Первая фреска касалась торжественной коронации Карла Великого, вторая — восстановления в правах низложенного заговорщиками папы Льва III. С учётом состоявшейся исторической встречи в Болонье французского монарха с римским понтификом Карл Великий обрёл сходство с Франциском I по имеющемуся рисунку, сделанному одним из болонских художников, а Льву III соответственно приданы черты папы Льва X.
Пока в Болонье шли переговоры с неизменными балами и приёмами, которые обожали король и папа, в мастерской объявился Агостино Киджи с предложением взяться за росписи новой лоджии его дворца.
— Вы знаете, мой друг, — объявил он, — что отказа я ни от кого не приемлю, да и Его Святейшеству сейчас не до росписей в ватиканских станцах. Недавно я виделся с ним в Болонье и обо всём договорился.
Новое предложение банкира порадовало Рафаэля, поскольку историческая тематика Станцы Пожар в Борго ему донельзя наскучила, да и ученикам давно следует дать больше самостоятельности, оставив их на время без присмотра. Из них многие прекрасно владеют кистью и в состоянии справиться с любым порученным заданием. Ему вспомнилось, как отец, дав поручение, отлучался по делам, и это часто шло только на пользу, так как никто не стоял над душой и можно было дать волю фантазии, не сдерживаемой наставником. Поэтому завершение работ в Станце Пожар в Борго Рафаэль полностью поручил ученикам, а его рука коснулась лишь отдельных деталей.

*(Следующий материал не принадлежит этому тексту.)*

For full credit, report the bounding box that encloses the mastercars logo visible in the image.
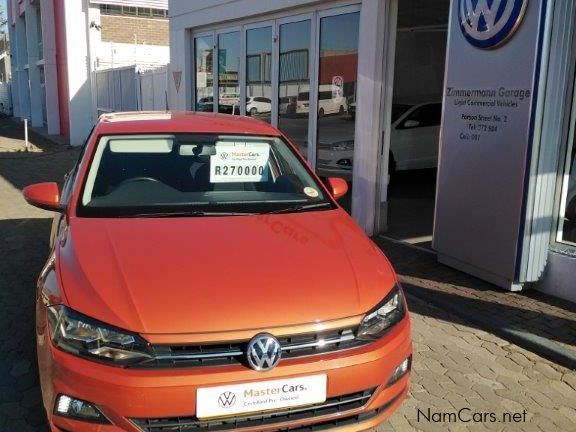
[459,0,528,49]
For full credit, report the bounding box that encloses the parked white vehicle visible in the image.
[317,102,442,179]
[297,85,348,116]
[246,97,272,115]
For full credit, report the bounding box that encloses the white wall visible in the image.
[536,252,576,303]
[167,22,188,110]
[95,42,170,70]
[65,0,95,146]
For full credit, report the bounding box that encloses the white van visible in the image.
[297,85,348,116]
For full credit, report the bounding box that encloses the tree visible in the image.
[0,5,7,30]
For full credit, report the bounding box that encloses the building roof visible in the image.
[96,111,283,136]
[90,0,168,10]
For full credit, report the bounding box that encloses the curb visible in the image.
[405,284,576,370]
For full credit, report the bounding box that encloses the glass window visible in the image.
[123,6,137,16]
[279,20,311,157]
[195,36,214,112]
[100,5,122,15]
[315,12,360,211]
[218,32,241,115]
[246,27,272,123]
[138,8,152,17]
[78,134,332,218]
[151,9,166,18]
[560,144,576,245]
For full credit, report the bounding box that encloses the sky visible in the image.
[1,0,6,31]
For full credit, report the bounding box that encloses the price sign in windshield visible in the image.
[210,142,270,183]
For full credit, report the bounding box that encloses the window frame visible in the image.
[554,76,576,249]
[216,27,243,115]
[244,21,276,122]
[193,31,216,113]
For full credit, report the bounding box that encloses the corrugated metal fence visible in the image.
[95,66,168,116]
[139,66,168,112]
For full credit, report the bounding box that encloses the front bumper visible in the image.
[40,318,411,432]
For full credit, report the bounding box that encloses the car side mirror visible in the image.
[326,177,348,200]
[23,182,61,212]
[403,119,420,128]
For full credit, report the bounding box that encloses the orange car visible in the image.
[24,112,412,432]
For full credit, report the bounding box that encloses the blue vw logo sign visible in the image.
[459,0,528,49]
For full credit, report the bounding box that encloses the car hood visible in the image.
[58,210,396,335]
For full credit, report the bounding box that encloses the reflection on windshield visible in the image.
[78,134,332,218]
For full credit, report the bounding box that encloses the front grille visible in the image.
[131,388,375,432]
[131,328,368,369]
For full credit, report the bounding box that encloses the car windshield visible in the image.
[78,134,333,217]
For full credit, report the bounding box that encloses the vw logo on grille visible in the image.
[459,0,528,49]
[218,391,237,409]
[246,333,282,372]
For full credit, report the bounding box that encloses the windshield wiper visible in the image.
[121,211,254,218]
[264,202,333,215]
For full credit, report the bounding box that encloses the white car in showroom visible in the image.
[317,102,442,180]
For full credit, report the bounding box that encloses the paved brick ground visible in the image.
[374,297,576,432]
[1,122,575,431]
[374,237,576,367]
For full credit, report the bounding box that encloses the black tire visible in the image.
[318,108,325,117]
[249,107,258,116]
[339,105,345,114]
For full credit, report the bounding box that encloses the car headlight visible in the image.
[357,284,406,340]
[47,305,152,366]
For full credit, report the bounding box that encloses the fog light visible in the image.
[387,355,412,386]
[54,394,110,424]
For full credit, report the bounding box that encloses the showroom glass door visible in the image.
[194,34,214,112]
[245,24,273,123]
[217,30,241,114]
[315,10,360,211]
[277,17,313,157]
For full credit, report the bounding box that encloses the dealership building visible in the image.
[8,0,169,146]
[168,0,576,303]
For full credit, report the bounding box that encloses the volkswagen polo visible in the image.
[24,112,412,432]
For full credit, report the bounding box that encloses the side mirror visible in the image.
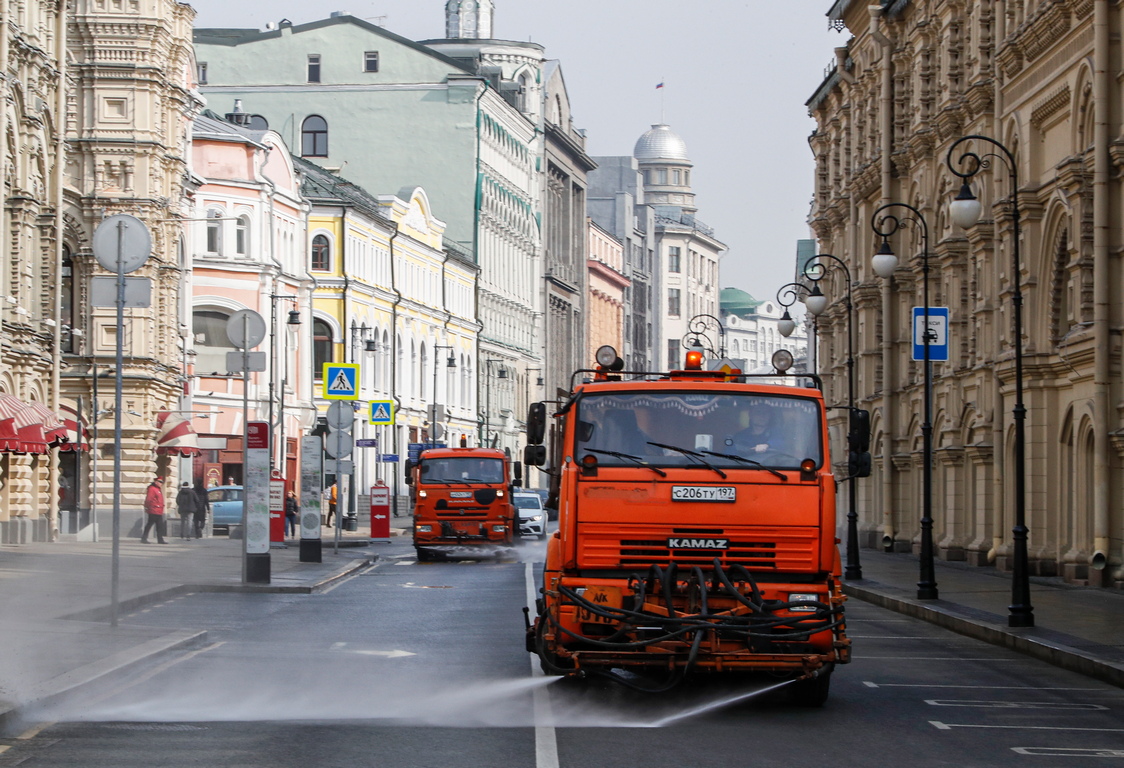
[527,402,547,445]
[848,450,872,479]
[524,444,546,467]
[512,461,523,486]
[403,459,414,485]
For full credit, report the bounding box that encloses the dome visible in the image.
[633,124,689,161]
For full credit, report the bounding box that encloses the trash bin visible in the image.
[343,515,358,532]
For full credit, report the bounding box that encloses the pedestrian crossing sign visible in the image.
[369,399,394,425]
[322,363,360,400]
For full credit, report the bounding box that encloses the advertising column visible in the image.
[299,436,323,562]
[244,421,271,583]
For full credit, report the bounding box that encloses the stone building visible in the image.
[2,0,199,540]
[810,0,1122,586]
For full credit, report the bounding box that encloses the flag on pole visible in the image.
[656,82,664,89]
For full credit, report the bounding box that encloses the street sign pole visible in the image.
[92,214,151,628]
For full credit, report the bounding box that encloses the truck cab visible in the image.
[524,346,855,704]
[407,446,519,561]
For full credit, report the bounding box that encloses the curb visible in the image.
[60,555,377,623]
[845,580,1124,689]
[0,629,206,733]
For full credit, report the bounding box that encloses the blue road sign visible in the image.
[322,363,360,400]
[912,307,949,362]
[377,454,399,463]
[355,438,378,448]
[369,399,394,425]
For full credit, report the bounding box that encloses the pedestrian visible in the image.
[175,481,198,540]
[285,491,299,538]
[325,482,337,527]
[141,476,167,544]
[193,479,210,539]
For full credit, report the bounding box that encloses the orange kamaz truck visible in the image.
[406,446,519,561]
[523,346,857,704]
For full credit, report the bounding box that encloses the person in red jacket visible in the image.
[141,476,167,544]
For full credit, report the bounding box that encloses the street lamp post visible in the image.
[268,294,301,474]
[783,254,862,581]
[946,135,1033,628]
[871,203,937,600]
[482,359,507,447]
[683,313,727,359]
[431,344,455,442]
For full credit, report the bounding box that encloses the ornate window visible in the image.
[313,318,334,380]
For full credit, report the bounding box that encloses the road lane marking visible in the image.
[526,561,559,768]
[865,682,1106,690]
[858,656,1022,661]
[1013,747,1124,757]
[926,700,1108,710]
[931,721,1124,733]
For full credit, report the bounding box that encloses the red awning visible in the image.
[58,402,90,452]
[155,410,201,457]
[0,393,67,454]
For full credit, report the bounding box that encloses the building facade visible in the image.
[194,11,540,460]
[586,219,628,363]
[2,0,200,541]
[810,0,1123,586]
[634,124,726,370]
[187,113,313,494]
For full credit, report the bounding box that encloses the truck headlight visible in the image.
[492,524,506,532]
[417,524,432,533]
[787,592,819,612]
[418,490,428,498]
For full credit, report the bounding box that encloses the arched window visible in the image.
[235,214,250,257]
[311,234,330,271]
[193,309,237,374]
[313,318,334,379]
[302,115,328,157]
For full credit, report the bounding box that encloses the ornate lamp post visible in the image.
[683,313,727,358]
[871,203,937,600]
[779,254,862,580]
[267,294,301,474]
[946,135,1033,628]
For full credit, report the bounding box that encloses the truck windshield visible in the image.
[419,457,505,484]
[574,392,823,470]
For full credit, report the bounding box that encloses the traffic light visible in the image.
[848,408,871,478]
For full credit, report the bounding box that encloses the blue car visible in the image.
[207,485,243,532]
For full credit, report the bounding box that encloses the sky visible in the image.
[185,0,843,308]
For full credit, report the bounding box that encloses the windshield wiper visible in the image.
[585,448,668,477]
[646,441,727,479]
[700,450,788,481]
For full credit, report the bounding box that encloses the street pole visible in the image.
[872,204,935,599]
[947,135,1033,627]
[801,254,862,581]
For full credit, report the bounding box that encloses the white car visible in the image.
[514,492,546,539]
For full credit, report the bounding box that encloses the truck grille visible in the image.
[578,524,820,571]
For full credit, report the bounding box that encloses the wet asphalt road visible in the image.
[3,531,1123,768]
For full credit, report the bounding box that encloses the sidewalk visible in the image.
[847,549,1124,687]
[0,516,412,730]
[2,523,1122,730]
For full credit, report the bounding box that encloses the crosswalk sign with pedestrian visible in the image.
[322,363,360,400]
[369,399,394,425]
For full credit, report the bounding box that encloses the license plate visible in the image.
[671,486,736,502]
[449,491,472,498]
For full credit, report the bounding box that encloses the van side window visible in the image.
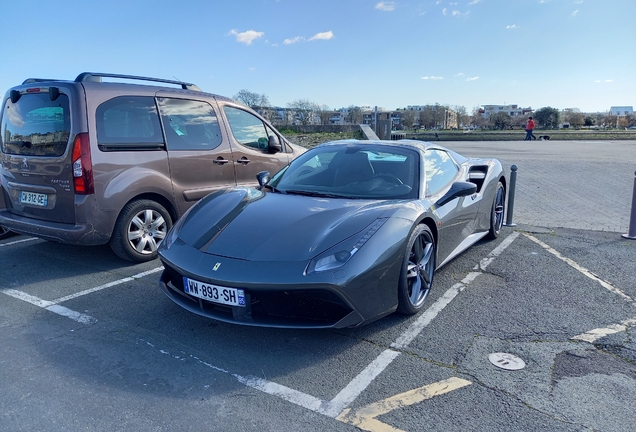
[157,98,223,151]
[223,106,269,150]
[96,96,164,151]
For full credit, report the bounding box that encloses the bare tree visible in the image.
[314,104,332,125]
[344,106,364,124]
[400,109,416,130]
[470,106,487,129]
[452,105,470,128]
[233,89,270,109]
[561,109,585,128]
[287,99,317,125]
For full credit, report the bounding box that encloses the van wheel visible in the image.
[110,200,172,262]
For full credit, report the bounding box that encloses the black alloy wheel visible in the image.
[397,224,436,314]
[487,181,505,239]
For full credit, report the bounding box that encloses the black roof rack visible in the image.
[74,72,201,91]
[22,78,64,84]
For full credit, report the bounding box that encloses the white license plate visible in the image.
[20,191,48,207]
[183,276,245,307]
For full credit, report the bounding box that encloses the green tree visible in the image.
[533,107,560,129]
[489,112,512,130]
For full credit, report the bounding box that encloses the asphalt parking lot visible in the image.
[2,140,635,432]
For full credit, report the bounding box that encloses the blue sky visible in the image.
[2,0,633,113]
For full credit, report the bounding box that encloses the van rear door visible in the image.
[0,85,78,223]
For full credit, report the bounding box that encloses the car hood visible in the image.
[176,187,395,261]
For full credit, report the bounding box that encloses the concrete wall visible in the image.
[275,125,362,134]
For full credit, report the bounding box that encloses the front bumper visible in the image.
[0,209,109,245]
[157,239,402,328]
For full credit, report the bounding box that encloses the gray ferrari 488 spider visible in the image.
[158,140,506,328]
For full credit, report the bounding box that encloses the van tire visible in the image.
[110,200,172,262]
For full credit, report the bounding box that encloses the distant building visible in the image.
[481,104,532,118]
[609,106,634,116]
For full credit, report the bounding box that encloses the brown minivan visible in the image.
[0,73,304,261]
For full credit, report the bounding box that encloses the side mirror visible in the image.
[435,181,477,207]
[267,135,282,154]
[256,171,271,187]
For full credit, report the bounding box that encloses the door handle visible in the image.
[213,157,230,165]
[236,157,251,165]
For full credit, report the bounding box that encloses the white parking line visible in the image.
[142,231,520,421]
[572,318,636,343]
[52,267,163,303]
[523,233,634,303]
[0,237,39,247]
[0,266,163,324]
[0,288,97,324]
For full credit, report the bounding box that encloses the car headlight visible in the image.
[305,218,388,274]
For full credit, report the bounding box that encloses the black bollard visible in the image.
[622,171,636,240]
[504,165,518,227]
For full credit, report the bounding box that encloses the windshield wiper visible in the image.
[284,189,352,199]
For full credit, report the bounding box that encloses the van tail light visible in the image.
[72,133,94,195]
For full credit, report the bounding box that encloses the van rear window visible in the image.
[1,93,71,156]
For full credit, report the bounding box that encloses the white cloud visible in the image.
[506,24,518,29]
[229,29,264,45]
[443,8,466,17]
[284,36,304,45]
[605,79,613,82]
[469,0,483,4]
[466,76,479,81]
[455,72,465,76]
[309,31,335,41]
[422,76,444,80]
[375,1,395,11]
[572,9,579,16]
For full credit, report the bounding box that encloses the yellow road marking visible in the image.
[337,377,472,432]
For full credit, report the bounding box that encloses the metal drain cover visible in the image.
[489,352,526,370]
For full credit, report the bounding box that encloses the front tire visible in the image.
[397,225,436,314]
[110,200,172,262]
[487,181,505,240]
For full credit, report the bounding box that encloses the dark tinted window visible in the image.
[271,145,419,199]
[223,106,269,150]
[424,149,459,195]
[96,96,163,151]
[1,92,70,156]
[157,98,223,151]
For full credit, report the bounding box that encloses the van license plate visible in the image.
[183,277,245,307]
[20,191,48,207]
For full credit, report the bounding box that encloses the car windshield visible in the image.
[270,144,419,199]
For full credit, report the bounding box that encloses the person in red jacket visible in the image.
[525,117,536,141]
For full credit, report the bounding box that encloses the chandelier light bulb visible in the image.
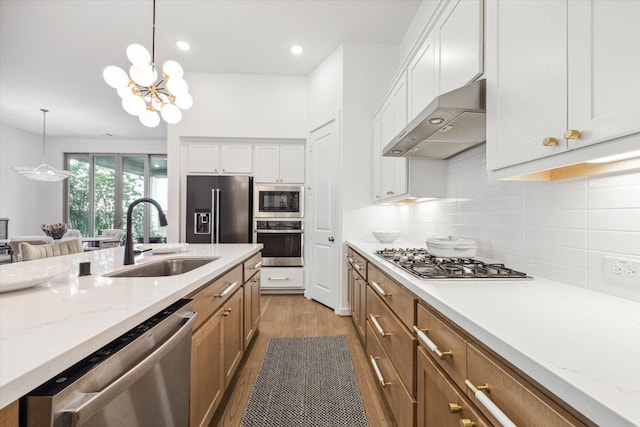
[129,64,157,87]
[166,77,188,97]
[121,94,146,116]
[103,66,129,88]
[163,60,184,79]
[175,93,193,110]
[161,104,182,124]
[117,85,134,99]
[126,44,151,66]
[139,108,160,127]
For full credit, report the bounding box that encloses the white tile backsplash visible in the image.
[395,144,640,301]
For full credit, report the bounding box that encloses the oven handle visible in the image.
[62,311,198,426]
[255,229,304,234]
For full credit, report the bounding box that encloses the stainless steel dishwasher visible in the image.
[22,299,197,427]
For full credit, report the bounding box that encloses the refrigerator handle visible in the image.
[212,189,220,244]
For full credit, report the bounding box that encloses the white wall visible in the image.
[0,123,165,236]
[166,72,308,241]
[341,43,399,241]
[380,144,640,301]
[306,46,344,127]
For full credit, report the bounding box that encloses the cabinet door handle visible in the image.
[353,263,361,271]
[221,307,232,317]
[465,380,516,427]
[369,314,390,337]
[250,261,262,269]
[459,420,477,427]
[386,191,394,195]
[370,280,392,297]
[413,325,452,359]
[268,276,290,281]
[563,129,581,140]
[542,137,558,146]
[369,355,389,388]
[213,281,239,298]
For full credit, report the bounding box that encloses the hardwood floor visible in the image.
[210,294,396,427]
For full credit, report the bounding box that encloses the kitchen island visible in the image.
[348,240,640,427]
[0,243,262,410]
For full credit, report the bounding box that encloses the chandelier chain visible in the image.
[40,108,49,163]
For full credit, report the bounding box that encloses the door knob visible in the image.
[328,236,335,242]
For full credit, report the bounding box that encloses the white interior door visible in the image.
[306,116,340,310]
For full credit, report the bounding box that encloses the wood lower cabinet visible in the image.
[346,248,367,344]
[190,304,224,427]
[0,400,18,427]
[417,346,490,427]
[221,289,244,388]
[243,271,261,349]
[367,322,416,427]
[466,343,586,427]
[189,252,260,427]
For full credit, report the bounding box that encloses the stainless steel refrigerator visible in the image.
[186,175,253,243]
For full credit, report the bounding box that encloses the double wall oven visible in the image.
[254,185,304,267]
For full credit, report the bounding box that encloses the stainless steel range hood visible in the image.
[383,79,486,159]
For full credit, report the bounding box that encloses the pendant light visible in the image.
[13,109,71,182]
[103,0,192,127]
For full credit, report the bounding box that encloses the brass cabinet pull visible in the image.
[213,281,239,298]
[369,355,389,388]
[465,380,516,427]
[370,280,392,297]
[369,314,390,337]
[250,261,262,269]
[459,420,476,427]
[267,276,290,281]
[221,307,232,316]
[449,403,463,413]
[386,191,394,195]
[353,263,362,271]
[542,137,558,146]
[413,325,452,359]
[563,129,581,139]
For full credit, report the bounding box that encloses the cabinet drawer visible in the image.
[417,346,490,427]
[367,286,416,395]
[243,252,262,281]
[367,263,416,329]
[190,265,243,331]
[347,248,367,281]
[367,322,416,427]
[261,267,304,289]
[416,303,467,389]
[466,343,586,427]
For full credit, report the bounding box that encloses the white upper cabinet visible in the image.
[372,113,382,202]
[254,144,305,183]
[185,142,252,174]
[486,0,640,172]
[220,144,252,174]
[407,32,438,122]
[437,0,484,96]
[381,71,409,146]
[186,143,221,174]
[374,111,407,203]
[567,0,640,150]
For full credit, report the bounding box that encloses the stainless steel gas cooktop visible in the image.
[375,248,530,280]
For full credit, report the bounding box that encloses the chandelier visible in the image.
[102,0,192,127]
[13,109,71,182]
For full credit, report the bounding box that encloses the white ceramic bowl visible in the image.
[371,231,400,243]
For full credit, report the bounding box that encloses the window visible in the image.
[65,154,168,243]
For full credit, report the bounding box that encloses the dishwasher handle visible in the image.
[63,311,198,426]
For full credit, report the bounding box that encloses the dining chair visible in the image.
[100,229,123,249]
[19,239,84,261]
[8,236,54,262]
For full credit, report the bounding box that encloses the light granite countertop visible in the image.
[0,243,262,409]
[347,239,640,427]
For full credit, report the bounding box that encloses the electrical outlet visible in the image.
[603,256,640,286]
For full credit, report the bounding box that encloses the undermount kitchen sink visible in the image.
[104,257,219,278]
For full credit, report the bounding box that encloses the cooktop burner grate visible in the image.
[375,248,529,280]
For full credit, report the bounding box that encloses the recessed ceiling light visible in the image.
[176,41,191,51]
[290,45,303,55]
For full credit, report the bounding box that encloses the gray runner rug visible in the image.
[240,336,369,427]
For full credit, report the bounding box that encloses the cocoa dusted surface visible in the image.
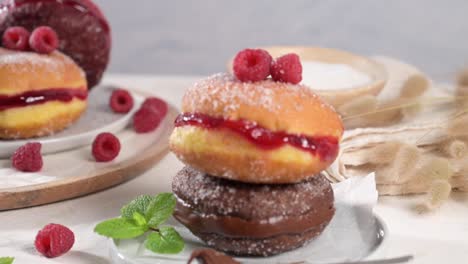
[172,166,335,256]
[173,186,335,239]
[195,222,329,257]
[172,166,334,220]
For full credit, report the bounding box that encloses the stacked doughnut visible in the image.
[170,49,344,256]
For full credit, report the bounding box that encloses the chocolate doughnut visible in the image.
[172,166,335,256]
[169,73,344,184]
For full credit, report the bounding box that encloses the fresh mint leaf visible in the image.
[121,195,153,220]
[94,218,147,239]
[0,257,14,264]
[146,193,176,228]
[133,212,147,227]
[95,193,185,254]
[145,226,184,254]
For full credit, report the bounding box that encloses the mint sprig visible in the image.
[0,257,14,264]
[121,195,153,219]
[146,193,176,228]
[145,226,184,254]
[94,217,147,239]
[94,193,184,254]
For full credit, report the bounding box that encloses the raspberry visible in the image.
[92,132,121,162]
[133,107,164,133]
[109,89,134,113]
[2,26,30,51]
[233,49,272,82]
[11,142,43,172]
[29,26,59,54]
[141,97,168,117]
[35,223,75,258]
[271,53,303,84]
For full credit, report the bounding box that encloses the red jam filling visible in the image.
[0,88,87,111]
[174,113,339,162]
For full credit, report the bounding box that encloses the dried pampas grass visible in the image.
[401,101,423,119]
[424,180,452,210]
[352,101,403,127]
[371,141,403,164]
[392,144,422,180]
[457,68,468,87]
[455,90,468,111]
[374,143,421,184]
[456,85,468,97]
[443,140,467,159]
[400,75,429,98]
[338,95,378,117]
[333,68,468,211]
[418,157,454,181]
[456,69,468,110]
[447,114,468,136]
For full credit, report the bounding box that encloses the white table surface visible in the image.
[1,74,467,264]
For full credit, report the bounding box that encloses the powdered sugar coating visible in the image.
[0,48,86,95]
[185,73,324,114]
[172,166,334,220]
[0,49,78,77]
[181,73,343,136]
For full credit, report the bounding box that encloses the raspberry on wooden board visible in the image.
[141,97,168,117]
[92,132,121,162]
[11,142,43,172]
[133,107,164,133]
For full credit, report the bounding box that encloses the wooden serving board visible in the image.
[0,96,178,211]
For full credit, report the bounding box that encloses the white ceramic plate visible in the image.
[108,204,387,264]
[0,86,143,158]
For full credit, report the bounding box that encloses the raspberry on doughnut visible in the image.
[271,53,303,84]
[169,73,344,184]
[233,48,272,82]
[29,26,59,54]
[0,48,88,139]
[2,26,30,51]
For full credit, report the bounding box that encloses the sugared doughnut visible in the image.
[0,48,88,139]
[173,166,335,256]
[169,73,344,184]
[0,0,111,88]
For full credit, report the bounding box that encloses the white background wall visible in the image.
[95,0,468,81]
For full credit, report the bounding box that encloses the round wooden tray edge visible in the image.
[0,99,179,211]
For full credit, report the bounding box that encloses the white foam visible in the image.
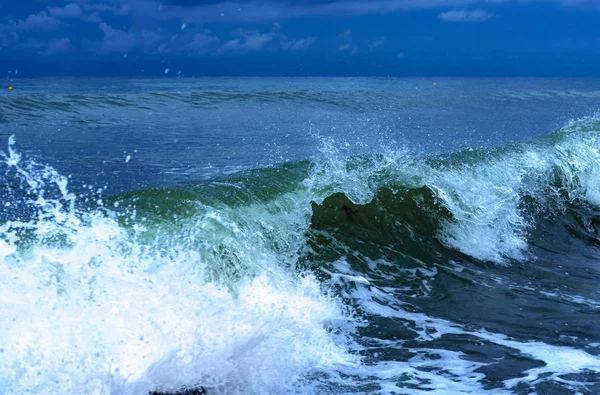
[347,284,600,393]
[552,120,600,207]
[424,150,548,264]
[4,114,600,394]
[0,139,358,394]
[422,117,600,264]
[0,253,354,394]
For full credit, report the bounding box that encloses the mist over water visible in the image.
[1,78,600,394]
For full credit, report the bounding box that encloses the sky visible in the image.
[0,0,599,77]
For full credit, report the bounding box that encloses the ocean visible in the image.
[1,77,599,394]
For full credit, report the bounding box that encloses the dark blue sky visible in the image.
[1,0,599,77]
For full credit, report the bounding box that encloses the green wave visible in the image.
[91,116,600,270]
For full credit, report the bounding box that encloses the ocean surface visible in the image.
[1,77,600,394]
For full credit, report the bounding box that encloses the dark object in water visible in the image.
[149,387,207,395]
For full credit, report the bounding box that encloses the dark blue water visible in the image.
[1,78,600,394]
[3,78,599,193]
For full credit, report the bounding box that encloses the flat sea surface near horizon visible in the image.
[1,77,600,394]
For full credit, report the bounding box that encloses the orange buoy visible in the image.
[7,86,13,91]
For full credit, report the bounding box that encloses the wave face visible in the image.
[2,104,600,391]
[307,117,600,263]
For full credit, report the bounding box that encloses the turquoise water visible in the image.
[1,78,600,394]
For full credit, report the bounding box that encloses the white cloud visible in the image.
[116,5,132,16]
[188,31,220,54]
[98,23,136,52]
[339,28,352,39]
[236,31,274,51]
[6,0,592,32]
[42,37,72,55]
[337,43,357,54]
[123,0,555,23]
[281,37,316,51]
[131,0,478,22]
[14,12,61,32]
[371,39,385,48]
[0,32,19,48]
[214,23,317,54]
[219,28,276,53]
[83,12,102,23]
[83,3,120,13]
[438,9,494,22]
[48,4,83,19]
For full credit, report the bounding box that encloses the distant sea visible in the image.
[1,78,600,394]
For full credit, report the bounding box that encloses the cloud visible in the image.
[337,43,357,53]
[42,38,72,55]
[213,23,315,54]
[4,0,593,34]
[47,3,106,23]
[559,0,600,6]
[188,30,220,54]
[82,3,120,13]
[339,28,352,39]
[107,0,490,23]
[97,23,136,52]
[438,9,494,22]
[48,4,83,19]
[116,4,132,16]
[219,28,276,54]
[0,32,20,48]
[281,37,316,51]
[83,13,103,23]
[371,38,385,48]
[14,12,61,32]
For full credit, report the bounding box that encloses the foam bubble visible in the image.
[0,138,357,394]
[422,117,600,263]
[343,282,600,393]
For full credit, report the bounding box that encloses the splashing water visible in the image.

Но над ним как дамоклов меч висело слово, которое из него чуть не силой вырвал кардинал Биббьена.
— Вы приближены ко двору, мой друг, — заявил однажды кардинал. — Пора положить конец разговорам о вас как о беспечном гуляке, и следует остепениться, обзаведясь семьёй.
Недавно Бавьера рассказал, что был остановлен на улице одним подозрительным типом в сутане, назвавшимся секретарём особой папской канцелярии, которого интересовало, кто навещает мастера по вечерам и бывают ли в доме особы женского пола.
— Право, не знаю, — признался Бавьера, заканчивая свой рассказ, — поверил ли он мне, когда услышал, что у нас по вечерам обычно собирается чисто мужская компания друзей холостяков.
Чтобы успокоить напористого Биббьену, Рафаэль прежде всего написал его портрет (Флоренция, Питти). Кардинал изображен в ярко-красной кардинальской мантии и шапочке, держащим в руке папскую буллу о возведении в сан. Пронзительно-колючий взгляд выдаёт человека волевого и решительного, который не остановится ни перед чем для достижения своих целей. Его истинная сущность нашла своё отражение в одном только взгляде. Видно, что Рафаэль не питал симпатии к кардиналу, хотя тот считал его своим другом и полагал, что те же чувства к нему испытывает и художник. Но придав его портрету парадность и значимость, Рафаэль надеялся, что Биббьена оставит его в покое и не будет торопить с женитьбой, когда голова занята совершенно иными мыслями.
На днях пришла весть, что навязанная сверху суженая неожиданно заболела малярией и родители спешно увезли её подальше от сырого римского климата. Но не таков был кардинал, чтобы пасовать перед трудностями, он цепко держал Рафаэля, связанного словом. Но как ни всесилен он был, не всё ему было подвластно, и вскоре пришло печальное известие о преждевременной кончине любимой племянницы. Умерла ли она от неразделённой любви или какой другой хвори, об этом история умалчивает. Память о ней хранит эпитафия на мраморной доске, установленной по распоряжению дяди в римском Пантеоне, на которой Мария значится как невеста, не познавшая мужа, хотя помолвки как таковой не было.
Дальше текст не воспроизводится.